Though laborious, this is one cake that I don't mind making again and again, eventhough I have a really long to-try-list awaiting.

Here's the recipe of the genoise, a great building block for this yummy cake.

Chocolate Genoise:
adapted from Alice Medrich's

4 tbsp unsalted butter
1 tsp pure vanilla extract
1/3 cup sifted (before measuring) all purpose flour
1/3 cup sifted (before measuring) Dutch processed cocoa powder
4 large eggs
2/3 cup sugar

Position a rack in the lower third of the oven and preheat the oven to 350F. Line the bottom of the cake pan with parchment paper.

To clarify the butter: in a very small saucepan, or in a narrow glass jar in the microwave, heat the butter without stirring, until it mleted and very hot. The butter will separate into foam on top, clear yellow oil beneath, and water plus some milk solids on the bottom. Simply spoon off and discard the foam on the surface. Transfer 3 tablespoons of the clear yellow butter to a medium heatproof bowl. Add the vanilla to the bowl and set aside.

Sift the flour and cocoa powder three times, return to the sifter and set aside.

In a large heatproof bowl, preferably the bowl of your electric mixer, use a whisk to combine the eggs and sugar thoroughly. Place the bowl in a wide skillet of barely simmering water. Whisking constantly, heat the eggs to lukewarm (about 105F). With an electric mixer, beat the egg mixture at high speed until it has cooled , is tripled in volume, and resembled softly whipped cream. This may takes 3 to 5 minutes, or longer with a less powerful mixer.

Meanwhile, set the bowl of butter and vanilla mixture in the skillet of hot water, with the burner turned off to keep warm.

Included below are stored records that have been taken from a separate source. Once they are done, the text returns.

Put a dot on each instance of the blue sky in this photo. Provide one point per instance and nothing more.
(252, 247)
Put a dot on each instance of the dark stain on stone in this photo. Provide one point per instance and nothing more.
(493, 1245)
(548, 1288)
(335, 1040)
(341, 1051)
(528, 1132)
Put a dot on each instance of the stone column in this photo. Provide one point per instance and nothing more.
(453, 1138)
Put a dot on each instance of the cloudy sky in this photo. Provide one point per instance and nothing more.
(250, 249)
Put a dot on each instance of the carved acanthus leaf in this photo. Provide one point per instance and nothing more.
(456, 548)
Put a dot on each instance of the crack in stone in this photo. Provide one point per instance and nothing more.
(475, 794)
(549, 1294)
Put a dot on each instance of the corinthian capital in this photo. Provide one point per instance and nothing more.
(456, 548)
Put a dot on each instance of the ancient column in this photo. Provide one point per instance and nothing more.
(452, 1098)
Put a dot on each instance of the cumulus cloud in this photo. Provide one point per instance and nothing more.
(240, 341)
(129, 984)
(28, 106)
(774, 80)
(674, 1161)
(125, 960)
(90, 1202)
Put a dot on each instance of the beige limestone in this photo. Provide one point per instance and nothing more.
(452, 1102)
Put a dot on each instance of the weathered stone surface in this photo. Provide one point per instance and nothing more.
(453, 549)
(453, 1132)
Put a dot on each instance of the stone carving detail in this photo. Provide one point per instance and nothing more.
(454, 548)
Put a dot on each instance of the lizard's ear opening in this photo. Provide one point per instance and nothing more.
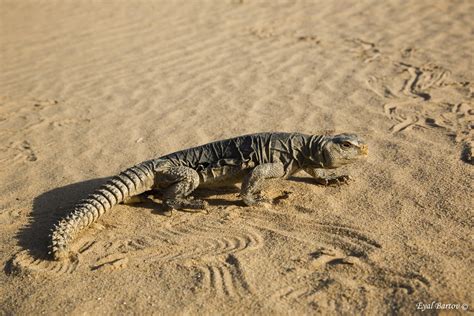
(346, 145)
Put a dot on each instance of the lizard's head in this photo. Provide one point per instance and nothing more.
(343, 149)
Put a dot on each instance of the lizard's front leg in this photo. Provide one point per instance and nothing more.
(321, 178)
(254, 179)
(178, 183)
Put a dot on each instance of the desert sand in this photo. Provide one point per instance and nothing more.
(89, 88)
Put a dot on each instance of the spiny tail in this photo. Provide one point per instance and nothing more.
(128, 183)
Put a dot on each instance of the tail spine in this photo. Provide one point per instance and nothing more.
(133, 181)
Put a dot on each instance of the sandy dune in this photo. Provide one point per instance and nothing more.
(88, 88)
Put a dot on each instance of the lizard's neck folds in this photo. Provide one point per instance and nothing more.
(314, 151)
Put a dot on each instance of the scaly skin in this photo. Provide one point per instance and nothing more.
(249, 159)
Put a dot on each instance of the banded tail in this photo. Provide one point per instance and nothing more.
(133, 181)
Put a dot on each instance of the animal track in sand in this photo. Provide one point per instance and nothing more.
(419, 101)
(24, 263)
(367, 51)
(187, 240)
(19, 151)
(111, 262)
(224, 278)
(345, 237)
(332, 269)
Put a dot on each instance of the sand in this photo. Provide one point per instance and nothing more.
(88, 88)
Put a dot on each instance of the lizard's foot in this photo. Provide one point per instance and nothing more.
(334, 180)
(179, 204)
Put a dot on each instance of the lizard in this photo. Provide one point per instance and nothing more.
(249, 159)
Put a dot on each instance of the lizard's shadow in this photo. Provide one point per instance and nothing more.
(50, 206)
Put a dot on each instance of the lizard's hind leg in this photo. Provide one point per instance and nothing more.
(180, 182)
(252, 183)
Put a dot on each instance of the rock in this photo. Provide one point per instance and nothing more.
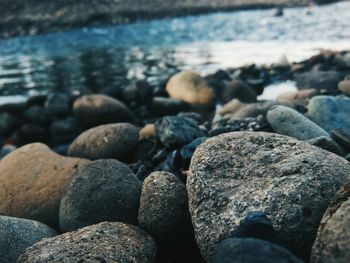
(93, 110)
(65, 130)
(290, 181)
(8, 123)
(251, 250)
(287, 121)
(104, 242)
(103, 190)
(319, 80)
(177, 131)
(57, 104)
(17, 234)
(332, 242)
(235, 89)
(167, 106)
(32, 180)
(148, 131)
(106, 141)
(191, 88)
(37, 115)
(330, 112)
(344, 86)
(163, 209)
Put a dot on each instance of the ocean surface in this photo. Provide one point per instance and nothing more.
(94, 58)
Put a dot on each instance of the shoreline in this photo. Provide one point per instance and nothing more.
(37, 18)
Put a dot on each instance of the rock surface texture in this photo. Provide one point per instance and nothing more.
(290, 181)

Sift about one third of the flour and cocoa over the whipped eggs. Use your largest rubber spatula to fold the mixture, quickly but gently, until combined. Fold in half the remaining flour, then fold in the rest. Remove the butter mixture from the skillet. Scoop about 1 cup of the batter into the bowl and fold together until completely combined. Fold the butter mixture into the remaining mixture. Turn the batter into the prepared pan and tilt to level.

Bake until the cake begins to shrink slighly around the edges and the top springs back when pressed with finger, 35 to 40 minutes. Cool the cake completely in the pan on a rack.

To unmold, run a small knife or spatula around the inner edges of the pan to release the cake. Invert it onto a rack and remove the parchment liner. Turn the cake right side up, so that the skin on top of the cake does not stick to the rack. (The genoise can be wrapped and refrigerated for 2 days or frozen up to 3 months.)

I used the chocolate ganache made
here to cover the cake.


bp said...

Thank you so very much for this very yummy and great-looking cake, that we all enjoyed! I especially like the rum in it ;p

Suzanne said...

What a beautiful cake! Just curious, did you use a soaking syrup for the cake? If so, was a liqueur added to the syrup? I’m wondering what kind of liqueur you would use with strawberries. Thank you!